The robot doesn’t do any part of your surgery on its own: the surgeon is controlling it the entire time. The robot helps the surgeon by keeping a saw at the correct angle or helping the surgeon move a guide the right number of millimeters. It helps the surgeon stay in the right path to create the exact alignment that they want to be in.

Training for surgeons

Surgeons receive extra training on using the robotic systems. I received my training during my fellowship, where we used it heavily. When a new system is introduced, surgeons go to a course at a facility to learn about the system and to be trained to use it safely.

Before using a new robotic system on patients, surgeons practice on models and on cadavers. The models, called sawbones, are made of plastic foam and are fake versions of bones. An inexpensive, replaceable tool, they are a safe way to learn how to operate a new machine. Once a surgeon has mastered the technology on sawbones, they can work on cadavers, from people who have donated their bodies to science. Using cadavers allows the surgeons to practice with real bones, ligaments, muscles, and so on.

Frequently asked questions

How does using the robot change the length of time of surgery?

Different joint replacements take different amounts of time. However, robotic surgeries for a specific joint take about the same amount of time as non-robotic surgeries of that same joint. The first or second time a surgeon uses a new robotic technology the surgery might take slightly longer, but a surgeon who is used to a robotic system won’t be any slower.
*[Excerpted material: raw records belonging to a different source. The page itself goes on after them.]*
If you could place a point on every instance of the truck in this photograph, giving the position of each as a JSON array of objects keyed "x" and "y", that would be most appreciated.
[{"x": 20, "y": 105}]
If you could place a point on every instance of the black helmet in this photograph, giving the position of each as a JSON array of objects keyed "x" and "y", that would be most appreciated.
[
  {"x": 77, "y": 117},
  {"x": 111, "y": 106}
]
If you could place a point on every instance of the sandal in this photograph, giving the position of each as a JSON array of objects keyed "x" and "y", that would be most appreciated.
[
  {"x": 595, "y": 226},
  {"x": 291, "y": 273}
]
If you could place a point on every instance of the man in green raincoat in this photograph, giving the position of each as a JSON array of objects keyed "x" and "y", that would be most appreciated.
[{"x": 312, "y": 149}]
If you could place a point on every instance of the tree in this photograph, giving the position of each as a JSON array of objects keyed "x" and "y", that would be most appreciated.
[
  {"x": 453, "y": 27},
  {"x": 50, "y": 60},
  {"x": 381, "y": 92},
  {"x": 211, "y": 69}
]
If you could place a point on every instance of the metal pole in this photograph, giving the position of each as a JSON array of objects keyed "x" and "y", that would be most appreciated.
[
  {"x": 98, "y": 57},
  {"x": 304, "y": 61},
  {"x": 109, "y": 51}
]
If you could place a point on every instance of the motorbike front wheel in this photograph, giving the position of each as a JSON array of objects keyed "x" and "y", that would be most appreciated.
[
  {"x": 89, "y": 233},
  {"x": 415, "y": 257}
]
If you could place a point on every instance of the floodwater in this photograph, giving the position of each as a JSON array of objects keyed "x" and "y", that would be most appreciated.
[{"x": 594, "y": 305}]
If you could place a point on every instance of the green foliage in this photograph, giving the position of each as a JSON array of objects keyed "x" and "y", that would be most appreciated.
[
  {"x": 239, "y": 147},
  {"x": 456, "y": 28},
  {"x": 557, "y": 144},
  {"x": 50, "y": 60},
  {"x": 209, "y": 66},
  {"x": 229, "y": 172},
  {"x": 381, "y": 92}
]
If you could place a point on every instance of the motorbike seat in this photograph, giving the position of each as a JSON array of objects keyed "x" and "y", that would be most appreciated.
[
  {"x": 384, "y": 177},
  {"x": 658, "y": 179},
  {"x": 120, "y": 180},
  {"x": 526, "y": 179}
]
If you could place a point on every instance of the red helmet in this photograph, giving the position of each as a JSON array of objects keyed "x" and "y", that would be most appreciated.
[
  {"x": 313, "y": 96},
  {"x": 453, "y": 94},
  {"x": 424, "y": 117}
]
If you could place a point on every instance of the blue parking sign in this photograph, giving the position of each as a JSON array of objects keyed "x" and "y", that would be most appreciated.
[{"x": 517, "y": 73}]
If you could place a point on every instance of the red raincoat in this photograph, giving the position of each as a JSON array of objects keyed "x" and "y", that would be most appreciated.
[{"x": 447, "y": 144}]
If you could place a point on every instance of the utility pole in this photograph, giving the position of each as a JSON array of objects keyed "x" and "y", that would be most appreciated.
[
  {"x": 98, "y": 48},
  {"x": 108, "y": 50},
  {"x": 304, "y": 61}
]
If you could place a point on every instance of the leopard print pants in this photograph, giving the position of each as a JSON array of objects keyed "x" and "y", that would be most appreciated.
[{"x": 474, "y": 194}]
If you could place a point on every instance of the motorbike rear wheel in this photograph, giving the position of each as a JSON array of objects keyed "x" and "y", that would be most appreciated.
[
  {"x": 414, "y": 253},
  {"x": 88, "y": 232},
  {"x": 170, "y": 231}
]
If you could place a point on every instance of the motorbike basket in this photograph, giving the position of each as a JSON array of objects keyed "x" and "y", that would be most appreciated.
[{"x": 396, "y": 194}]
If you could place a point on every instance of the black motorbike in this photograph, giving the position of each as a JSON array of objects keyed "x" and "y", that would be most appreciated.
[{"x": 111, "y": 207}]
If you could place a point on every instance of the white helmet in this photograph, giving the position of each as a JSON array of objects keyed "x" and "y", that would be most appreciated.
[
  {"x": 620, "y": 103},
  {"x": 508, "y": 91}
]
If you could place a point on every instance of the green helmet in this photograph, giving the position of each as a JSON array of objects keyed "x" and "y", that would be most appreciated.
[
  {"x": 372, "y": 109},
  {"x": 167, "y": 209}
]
Do joint replacements done with a robot count as minimally invasive?

Minimally invasive is a selling point more than a term with a strict definition. Most people consider a surgery to be minimally invasive or not based on the size of their scar, but the actual scar you see doesn’t reflect how invasive a surgery is inside your body. With robotic technology for joint replacement, sometimes there are extra pinholes for instruments but the size of the main incision is about the same size to fit the implant into place.

Is using robots during surgery like playing a video game?

Using robots during surgery is a little bit like a video game, and because younger surgeons have more experience with video games than older surgeons do they can sometimes learn the new robotic systems faster. There isn’t a controller like a video game, but you are using tools to register points of the bone with the system so the computer knows where your joint is in space.